Hi all,
I've just got my geographic clustering component working (somewhat).
I've attached a sample resultset to this mail. It seems to work pretty
well and it's pretty fast. I have one issue I need help with concerning
the API though. At the moment my Hilbert field is a Sortable Integer,
and I do the following call to get the count for a specific cluster:
Query rangeQ = new TermRangeQuery("geo_hilbert", lowI, highI, true, true);
searcher.numDocs(rangeQ, docs);
But I'd like to further reduce the DocSet by the given longitude and
latitude bounds given in the geocluster arguments (swlat, swlng, nelat
and nelng) but only for the purposes of clustering, I don't just want to
have to add fq arguments for to the query as I want my non-geocluster
results (like facet counts and numFound) to not be affected by the
selected range. So how would I achieve the effect of filterqueries
(including the awesome caching) by manipulating either the rangeQ or
docs. And since the snippet above is called multiple times with
different rangeQ but the same (filtered) DocSet I guess manipulating
docs would be faster (I think).
Regards,
gwk
gwk wrote:
Hi Joe,
Thanks for the link, I'll check it out, I'm not sure it'll help in my
situation though since the clustering should happen at runtime due to
faceted browsing (unless I'm mistaken at what the preprocessing does).
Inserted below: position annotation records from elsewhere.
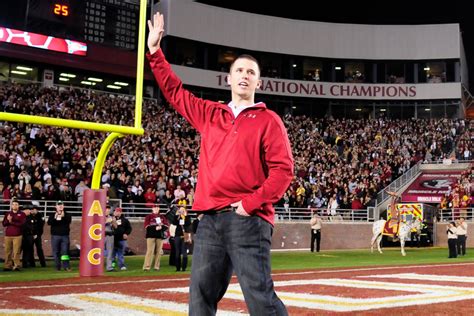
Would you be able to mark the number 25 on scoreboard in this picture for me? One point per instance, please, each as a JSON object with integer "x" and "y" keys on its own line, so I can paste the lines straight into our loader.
{"x": 61, "y": 9}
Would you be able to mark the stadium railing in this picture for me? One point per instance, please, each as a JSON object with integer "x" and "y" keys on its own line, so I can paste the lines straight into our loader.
{"x": 140, "y": 210}
{"x": 450, "y": 214}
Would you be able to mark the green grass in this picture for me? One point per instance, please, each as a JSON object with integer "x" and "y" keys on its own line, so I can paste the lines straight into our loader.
{"x": 280, "y": 261}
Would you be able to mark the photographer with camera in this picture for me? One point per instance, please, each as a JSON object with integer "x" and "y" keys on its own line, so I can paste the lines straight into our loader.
{"x": 155, "y": 226}
{"x": 60, "y": 222}
{"x": 182, "y": 238}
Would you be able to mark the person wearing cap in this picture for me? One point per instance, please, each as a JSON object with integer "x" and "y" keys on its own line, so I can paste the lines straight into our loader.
{"x": 155, "y": 226}
{"x": 316, "y": 225}
{"x": 110, "y": 226}
{"x": 38, "y": 226}
{"x": 60, "y": 222}
{"x": 121, "y": 233}
{"x": 13, "y": 222}
{"x": 182, "y": 238}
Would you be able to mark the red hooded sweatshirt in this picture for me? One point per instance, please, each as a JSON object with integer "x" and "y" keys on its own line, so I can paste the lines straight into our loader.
{"x": 246, "y": 158}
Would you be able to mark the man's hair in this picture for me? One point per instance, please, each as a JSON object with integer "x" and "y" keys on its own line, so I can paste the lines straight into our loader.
{"x": 249, "y": 57}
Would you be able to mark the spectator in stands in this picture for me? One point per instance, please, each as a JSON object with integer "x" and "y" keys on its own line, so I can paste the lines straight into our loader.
{"x": 196, "y": 222}
{"x": 110, "y": 226}
{"x": 155, "y": 227}
{"x": 452, "y": 239}
{"x": 461, "y": 232}
{"x": 182, "y": 238}
{"x": 266, "y": 179}
{"x": 121, "y": 233}
{"x": 38, "y": 226}
{"x": 13, "y": 222}
{"x": 60, "y": 222}
{"x": 316, "y": 225}
{"x": 27, "y": 243}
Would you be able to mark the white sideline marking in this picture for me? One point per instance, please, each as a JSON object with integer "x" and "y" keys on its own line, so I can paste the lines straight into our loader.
{"x": 374, "y": 269}
{"x": 420, "y": 294}
{"x": 273, "y": 274}
{"x": 90, "y": 304}
{"x": 426, "y": 277}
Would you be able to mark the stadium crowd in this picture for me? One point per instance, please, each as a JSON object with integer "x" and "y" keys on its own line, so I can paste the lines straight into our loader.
{"x": 339, "y": 163}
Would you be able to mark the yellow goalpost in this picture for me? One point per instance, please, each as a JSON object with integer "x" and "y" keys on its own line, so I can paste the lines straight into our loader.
{"x": 94, "y": 200}
{"x": 116, "y": 131}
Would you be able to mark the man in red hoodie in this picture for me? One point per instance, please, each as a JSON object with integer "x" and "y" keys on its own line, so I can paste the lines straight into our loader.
{"x": 245, "y": 165}
{"x": 13, "y": 222}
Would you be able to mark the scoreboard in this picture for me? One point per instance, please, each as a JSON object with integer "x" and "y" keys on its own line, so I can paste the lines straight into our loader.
{"x": 106, "y": 22}
{"x": 111, "y": 22}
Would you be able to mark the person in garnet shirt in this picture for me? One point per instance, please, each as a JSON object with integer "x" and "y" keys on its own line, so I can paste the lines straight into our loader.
{"x": 245, "y": 166}
{"x": 155, "y": 226}
{"x": 13, "y": 222}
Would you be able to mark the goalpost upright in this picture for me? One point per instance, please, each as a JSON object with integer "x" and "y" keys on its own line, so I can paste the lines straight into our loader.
{"x": 94, "y": 202}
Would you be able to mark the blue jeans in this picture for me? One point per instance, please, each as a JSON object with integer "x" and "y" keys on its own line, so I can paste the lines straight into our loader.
{"x": 227, "y": 242}
{"x": 60, "y": 245}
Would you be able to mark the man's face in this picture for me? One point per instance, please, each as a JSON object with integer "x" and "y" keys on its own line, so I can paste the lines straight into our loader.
{"x": 15, "y": 206}
{"x": 244, "y": 78}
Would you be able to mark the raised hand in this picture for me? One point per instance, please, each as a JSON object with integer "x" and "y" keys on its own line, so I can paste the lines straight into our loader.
{"x": 156, "y": 30}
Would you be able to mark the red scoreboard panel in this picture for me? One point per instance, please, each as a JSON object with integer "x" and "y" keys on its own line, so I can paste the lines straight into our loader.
{"x": 106, "y": 22}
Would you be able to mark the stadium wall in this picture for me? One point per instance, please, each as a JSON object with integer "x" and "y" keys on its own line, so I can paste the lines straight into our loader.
{"x": 256, "y": 32}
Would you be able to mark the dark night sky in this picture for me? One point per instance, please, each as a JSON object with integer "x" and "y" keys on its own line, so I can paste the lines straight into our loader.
{"x": 370, "y": 12}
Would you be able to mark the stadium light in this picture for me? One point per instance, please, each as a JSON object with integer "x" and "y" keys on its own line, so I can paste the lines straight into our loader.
{"x": 118, "y": 83}
{"x": 24, "y": 68}
{"x": 19, "y": 72}
{"x": 68, "y": 75}
{"x": 88, "y": 83}
{"x": 111, "y": 86}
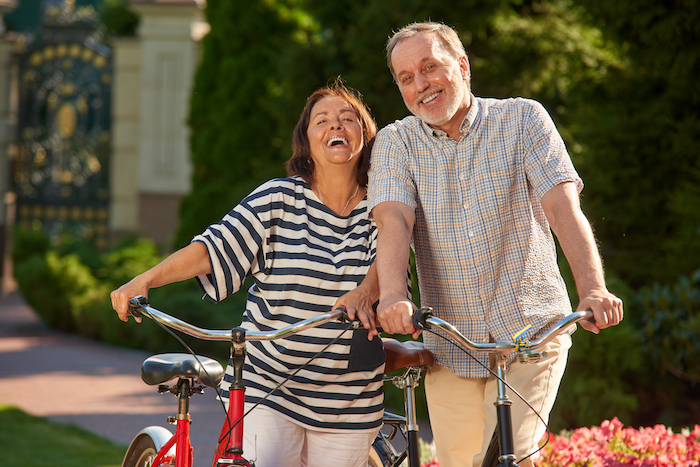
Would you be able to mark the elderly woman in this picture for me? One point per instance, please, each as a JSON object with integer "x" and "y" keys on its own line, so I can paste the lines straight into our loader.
{"x": 308, "y": 243}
More on my progress though, I thought some more about using Hilbert
curve mapping and it seems really suited for what I want. I've just
added a Hilbert field to my schema (Trie Integer field) with latitude
and longitude at 15bits precision (didn't use 16 bits to avoid the
sign bit) so I have a 30 bit number in said field. Getting facet
counts for 0 to (2^30 - 1) should get me the entire map while getting
counts for 0 to (2^28 - 1), 2^28 to (2^29 - 1), 2^29 to (2^29 + 2^28 -
1) and (2^29 + 2^28) to (2^30 - 1) should give me counts for four
equal quadrants, all the way down to 0 to 3, 4 to 7, 8 to 11 ....
(2^30 - 4 to 2^30 - 1) and of course faceting on every separate term.
Of course since if you're zoomed in far enough to need such fine
grained clustering you'll be looking at a small portion of the map and
only a part of the whole range should be counted, but that should be
doable by calculating the Hilbert number for the lower and upper bounds.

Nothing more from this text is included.